The Malik’s triumph in his war against the Kurds greatly enhanced the stature of his realm across the region – leaving Ta’mhas in control of all northern Mesopotamia. Following this victory, he beseeched the Patriarch of the East, Hnanisho, the spiritual leader of the Church of the East, to establish a permanent residency at Nineveh. The Church’s Patriarchate had been based in Baghdad for centuries from the Arab conquest, but during the instability of the 1120s and 1130s had relocated to the Persian city of Isfahan. Promised lands, the resources to construct a new residency, security, proximity to the largest part of his flock, and a place at the seat of power of the world’s only Nestorian Christian state, Hnanisho accepted this offer and arrived in Nineveh in 1155. Not long after his arrival, Hnanisho would proclaim Ta’mhas as the King of Assyria.
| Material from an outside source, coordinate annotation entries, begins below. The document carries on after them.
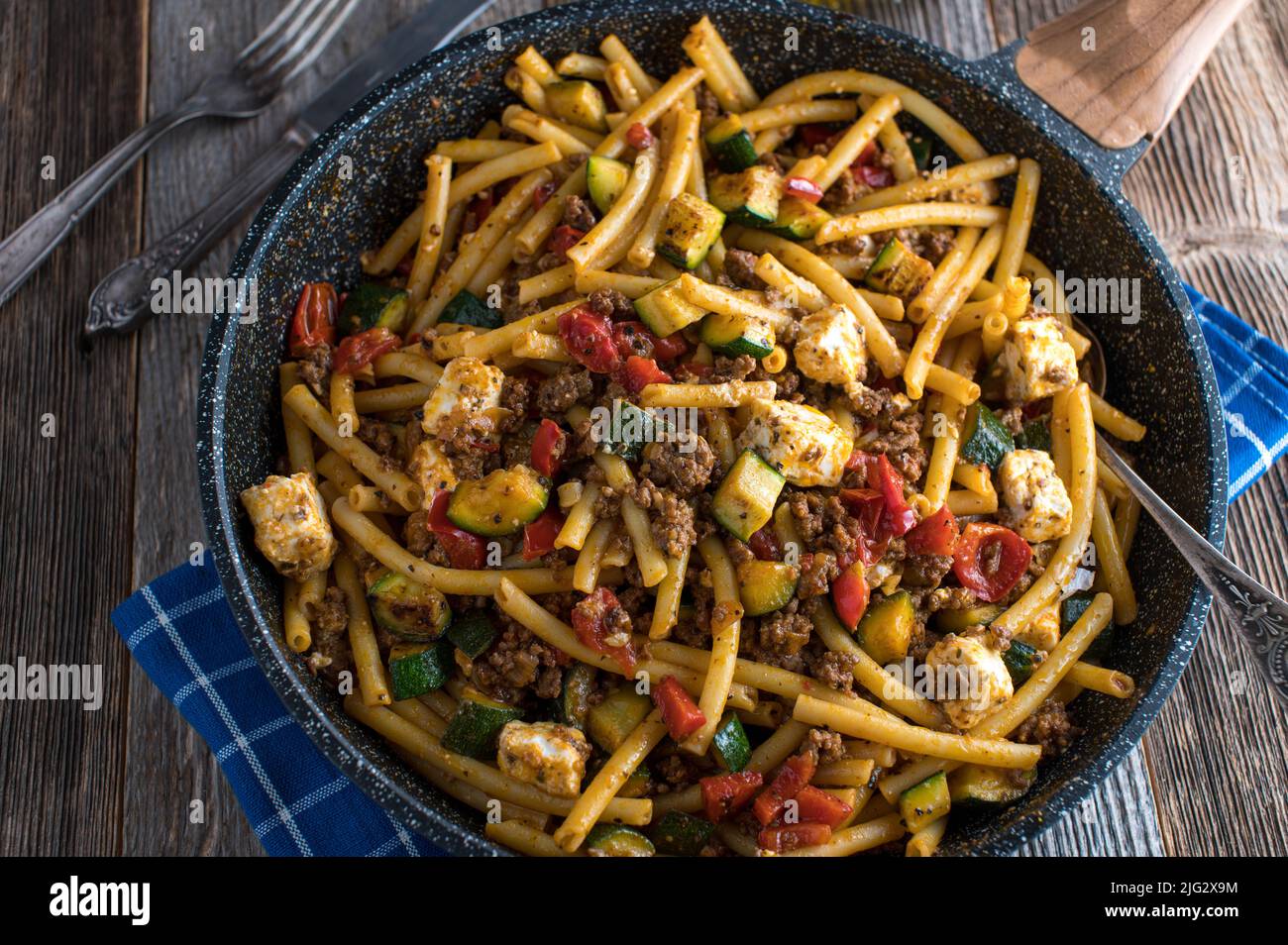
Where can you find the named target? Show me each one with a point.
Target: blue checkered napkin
(181, 632)
(1252, 373)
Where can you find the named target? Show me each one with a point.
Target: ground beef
(558, 393)
(686, 472)
(1048, 726)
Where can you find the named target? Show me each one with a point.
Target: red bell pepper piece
(936, 535)
(682, 714)
(548, 448)
(987, 574)
(728, 793)
(314, 318)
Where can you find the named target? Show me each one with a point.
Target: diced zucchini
(681, 834)
(885, 630)
(477, 725)
(746, 498)
(498, 503)
(748, 197)
(575, 699)
(665, 310)
(765, 586)
(617, 840)
(617, 716)
(579, 103)
(734, 335)
(957, 621)
(799, 219)
(467, 308)
(898, 270)
(986, 438)
(472, 634)
(925, 802)
(729, 744)
(690, 228)
(975, 787)
(419, 669)
(373, 305)
(730, 146)
(605, 179)
(1020, 658)
(408, 609)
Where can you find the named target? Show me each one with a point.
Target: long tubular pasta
(433, 226)
(395, 483)
(725, 625)
(804, 262)
(935, 214)
(1019, 223)
(1109, 557)
(610, 778)
(1113, 420)
(932, 331)
(362, 634)
(622, 211)
(485, 778)
(1082, 494)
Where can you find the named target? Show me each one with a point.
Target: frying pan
(318, 219)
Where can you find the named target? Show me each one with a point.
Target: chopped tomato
(589, 339)
(639, 372)
(682, 714)
(464, 550)
(728, 793)
(590, 619)
(850, 596)
(539, 537)
(548, 448)
(819, 807)
(988, 561)
(936, 535)
(314, 318)
(359, 351)
(794, 776)
(780, 840)
(804, 188)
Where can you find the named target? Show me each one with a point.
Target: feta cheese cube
(291, 528)
(800, 442)
(1037, 503)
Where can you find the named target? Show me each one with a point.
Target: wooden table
(111, 499)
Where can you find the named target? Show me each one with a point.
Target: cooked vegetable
(498, 503)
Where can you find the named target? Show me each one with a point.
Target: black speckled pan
(314, 226)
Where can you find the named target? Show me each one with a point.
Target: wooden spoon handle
(1119, 68)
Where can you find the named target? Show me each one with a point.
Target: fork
(286, 47)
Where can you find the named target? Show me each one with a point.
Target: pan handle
(1120, 68)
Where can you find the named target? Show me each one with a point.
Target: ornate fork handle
(1262, 615)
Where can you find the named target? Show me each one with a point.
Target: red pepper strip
(991, 576)
(728, 793)
(682, 714)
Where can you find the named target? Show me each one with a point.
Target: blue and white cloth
(181, 632)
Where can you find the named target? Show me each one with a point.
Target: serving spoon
(1261, 615)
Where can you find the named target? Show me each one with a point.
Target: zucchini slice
(765, 586)
(408, 609)
(986, 438)
(730, 146)
(748, 197)
(605, 179)
(885, 630)
(925, 802)
(690, 230)
(498, 503)
(746, 497)
(734, 335)
(665, 310)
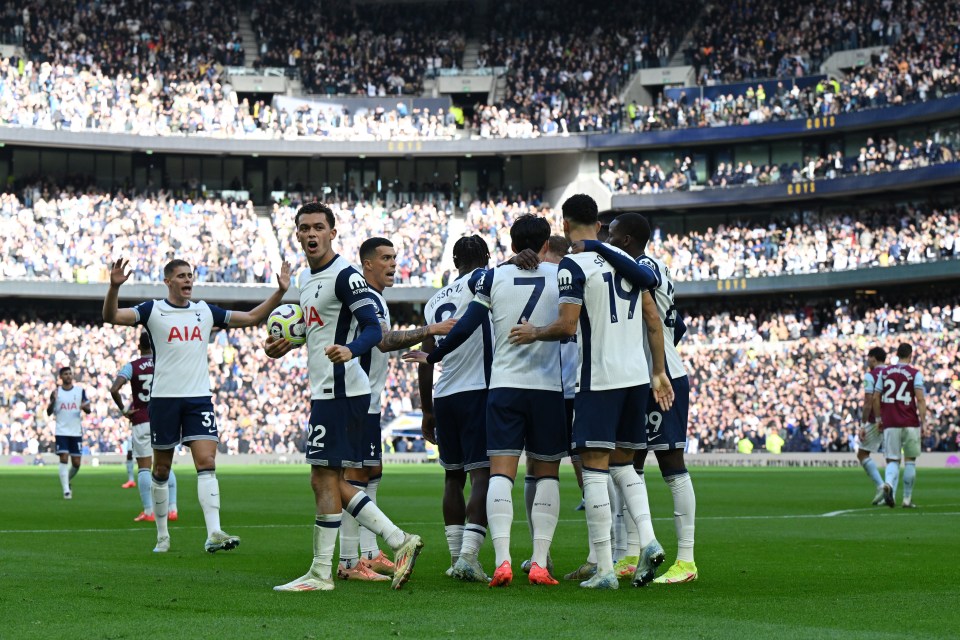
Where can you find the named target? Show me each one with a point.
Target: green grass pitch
(772, 563)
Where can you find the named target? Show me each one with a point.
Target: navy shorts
(462, 430)
(668, 430)
(526, 419)
(610, 419)
(336, 432)
(69, 444)
(177, 420)
(372, 441)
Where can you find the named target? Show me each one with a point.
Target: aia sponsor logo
(184, 334)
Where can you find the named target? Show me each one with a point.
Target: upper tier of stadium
(175, 69)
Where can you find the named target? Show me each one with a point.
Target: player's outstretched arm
(393, 340)
(111, 311)
(659, 380)
(565, 326)
(428, 426)
(639, 275)
(278, 346)
(259, 313)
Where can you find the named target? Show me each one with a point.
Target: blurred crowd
(875, 156)
(150, 68)
(58, 233)
(754, 372)
(365, 49)
(809, 242)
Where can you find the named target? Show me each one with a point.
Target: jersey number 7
(538, 284)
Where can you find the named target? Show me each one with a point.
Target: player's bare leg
(909, 479)
(674, 472)
(350, 567)
(406, 546)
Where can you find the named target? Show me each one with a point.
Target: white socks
(65, 476)
(473, 535)
(529, 493)
(618, 532)
(208, 490)
(370, 516)
(909, 477)
(350, 534)
(454, 533)
(871, 468)
(369, 548)
(161, 502)
(893, 474)
(144, 485)
(500, 515)
(597, 502)
(684, 513)
(633, 488)
(324, 540)
(544, 515)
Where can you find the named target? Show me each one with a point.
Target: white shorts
(906, 439)
(872, 438)
(142, 447)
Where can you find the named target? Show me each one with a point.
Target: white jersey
(334, 300)
(467, 368)
(375, 363)
(663, 296)
(67, 408)
(569, 363)
(512, 295)
(611, 323)
(180, 336)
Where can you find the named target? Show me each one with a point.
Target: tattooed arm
(393, 340)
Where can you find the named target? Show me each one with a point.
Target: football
(286, 321)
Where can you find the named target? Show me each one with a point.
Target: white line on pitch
(854, 512)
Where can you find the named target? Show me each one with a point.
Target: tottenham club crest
(357, 284)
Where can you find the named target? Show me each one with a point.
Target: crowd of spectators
(885, 155)
(417, 229)
(810, 242)
(58, 233)
(806, 394)
(567, 62)
(365, 49)
(258, 409)
(800, 383)
(491, 219)
(751, 39)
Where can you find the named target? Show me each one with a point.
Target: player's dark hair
(529, 232)
(368, 250)
(173, 265)
(636, 226)
(315, 207)
(470, 252)
(581, 210)
(559, 245)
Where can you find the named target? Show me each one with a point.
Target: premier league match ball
(287, 321)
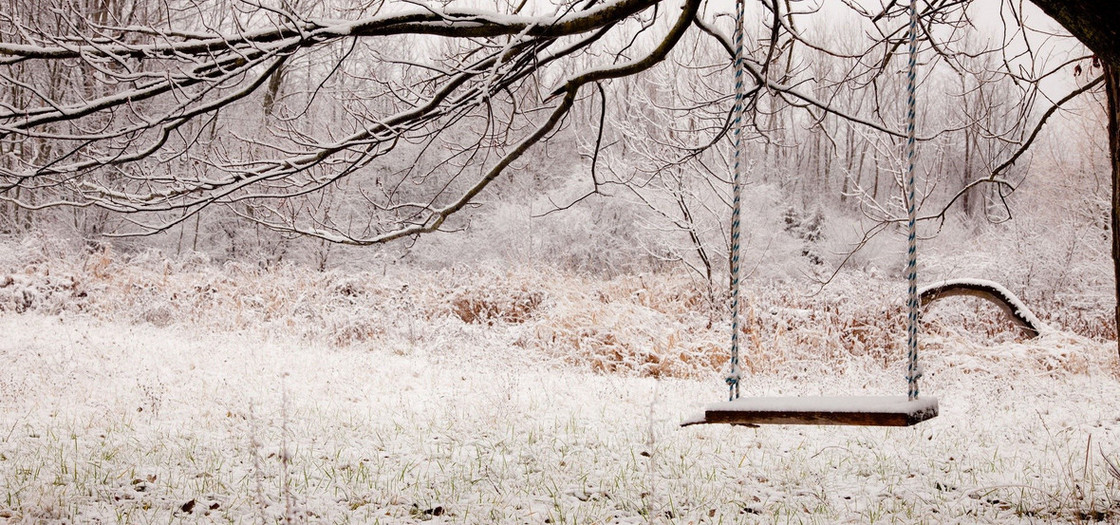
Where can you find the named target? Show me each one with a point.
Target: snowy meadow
(141, 390)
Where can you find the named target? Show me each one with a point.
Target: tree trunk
(1112, 87)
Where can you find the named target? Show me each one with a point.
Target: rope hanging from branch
(737, 112)
(912, 368)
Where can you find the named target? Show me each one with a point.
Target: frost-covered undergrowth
(120, 422)
(140, 391)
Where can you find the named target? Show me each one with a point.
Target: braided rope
(734, 374)
(912, 368)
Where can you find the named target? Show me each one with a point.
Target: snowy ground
(106, 422)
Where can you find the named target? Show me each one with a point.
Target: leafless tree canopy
(363, 122)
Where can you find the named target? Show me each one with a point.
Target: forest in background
(635, 178)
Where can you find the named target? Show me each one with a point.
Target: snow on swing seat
(862, 411)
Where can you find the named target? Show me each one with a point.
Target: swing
(864, 411)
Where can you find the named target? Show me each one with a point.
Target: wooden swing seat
(861, 411)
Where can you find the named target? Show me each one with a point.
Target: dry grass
(646, 325)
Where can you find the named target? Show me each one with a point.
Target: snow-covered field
(108, 422)
(140, 393)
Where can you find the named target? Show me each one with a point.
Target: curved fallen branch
(991, 291)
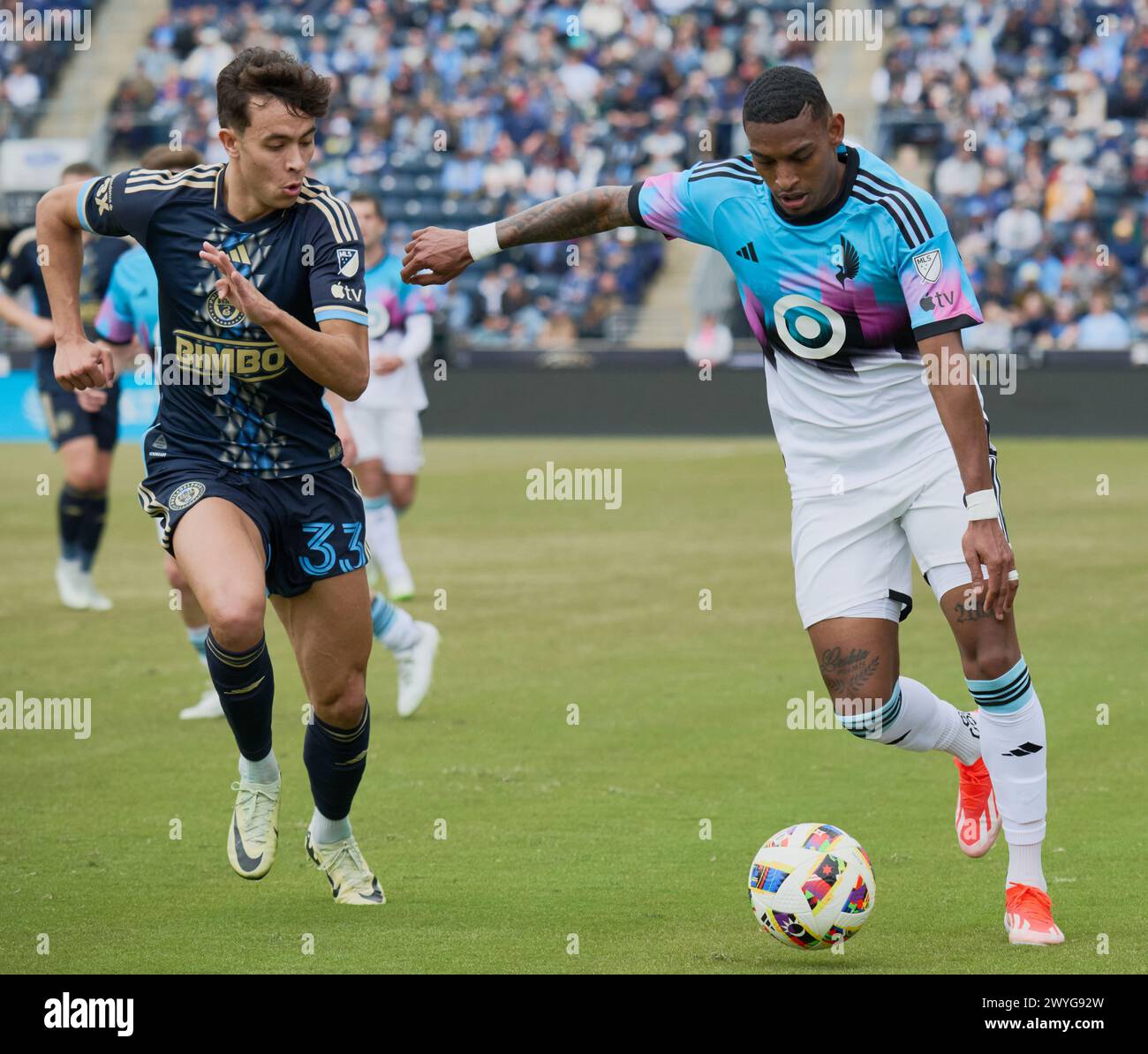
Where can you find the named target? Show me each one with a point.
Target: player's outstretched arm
(79, 364)
(41, 329)
(336, 358)
(960, 411)
(448, 252)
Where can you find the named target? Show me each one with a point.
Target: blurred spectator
(1041, 157)
(559, 333)
(1102, 329)
(712, 340)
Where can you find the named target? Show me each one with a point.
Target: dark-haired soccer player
(130, 316)
(854, 289)
(81, 427)
(261, 295)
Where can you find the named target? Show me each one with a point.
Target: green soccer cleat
(351, 881)
(253, 832)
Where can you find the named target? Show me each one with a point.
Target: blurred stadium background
(1026, 119)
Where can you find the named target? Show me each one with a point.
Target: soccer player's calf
(223, 554)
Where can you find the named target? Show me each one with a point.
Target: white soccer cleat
(70, 584)
(209, 706)
(402, 584)
(351, 881)
(253, 832)
(95, 599)
(1029, 915)
(416, 668)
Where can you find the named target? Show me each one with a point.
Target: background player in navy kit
(260, 294)
(852, 282)
(81, 427)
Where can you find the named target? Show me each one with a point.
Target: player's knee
(988, 659)
(175, 576)
(341, 703)
(237, 622)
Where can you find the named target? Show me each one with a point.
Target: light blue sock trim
(1006, 694)
(875, 720)
(199, 640)
(382, 614)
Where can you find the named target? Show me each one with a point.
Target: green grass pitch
(557, 829)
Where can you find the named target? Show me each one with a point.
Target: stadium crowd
(1041, 115)
(464, 111)
(1032, 117)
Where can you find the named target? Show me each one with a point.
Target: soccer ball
(811, 886)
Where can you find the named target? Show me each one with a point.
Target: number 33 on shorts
(321, 538)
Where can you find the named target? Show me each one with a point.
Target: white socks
(1013, 740)
(915, 719)
(260, 772)
(394, 629)
(382, 538)
(325, 832)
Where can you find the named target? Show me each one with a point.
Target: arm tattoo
(845, 674)
(570, 216)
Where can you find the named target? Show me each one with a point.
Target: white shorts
(391, 436)
(852, 553)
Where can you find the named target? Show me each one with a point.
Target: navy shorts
(313, 526)
(67, 421)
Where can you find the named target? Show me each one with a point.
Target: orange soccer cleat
(1029, 915)
(978, 821)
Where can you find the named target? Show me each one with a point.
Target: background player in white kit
(852, 282)
(385, 419)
Born in the last years of the eleventh century, the great Assyrian King continued to lead military campaigns from the front well into his sixties. In the years following his war against the Kurds, the broken Gholamid Emirated splintered into a series of petty tribal states that Assyria routinely waged war against throughout the late 1150s – absorbing them into their growing realm one by one. Then, in 1160, a dispute broke out with the Armenians. A fellow non-Chalcedonian Christian nation, the Armenians might have appeared to be natural allies of Assyria. Nonetheless, the two Kingdoms came to blows over Edessa – strategic, prosperous and ethnically Armenian, but for the Assyrians it was of profound spiritual significance. Edessa had been home to Saint Ephrem, the father of the Syriac Christian tradition and the founder of the theological schools of Edessa and Nisibis that had incubated the Church of the East. Guided by force of destiny, Ta’mhas went to war in 1160. Edessa itself was extremely well defended and, while the conflict dragged on for three years and featured a number of battles across the frontier, the war was dominated by the long running Assyrian siege of the city. The attacking army was ravaged by raids, disease and occasional hunger, yet never relented in their attacks. Finally, in 1163 the walls were breached and the elderly King entered the sacred city in jubilation. Having achieved yet another great victory on the field of battle, Ta’mhas, now sixty five years old, was already gravely ill and barely had the strength to mount his horse. He would never set eyes upon the banks of the Tigris again, remaining in Edessa for several more months in a steadily worsening condition before passing away, bequeathing an incredible legacy to his two sons Niv and Nahir.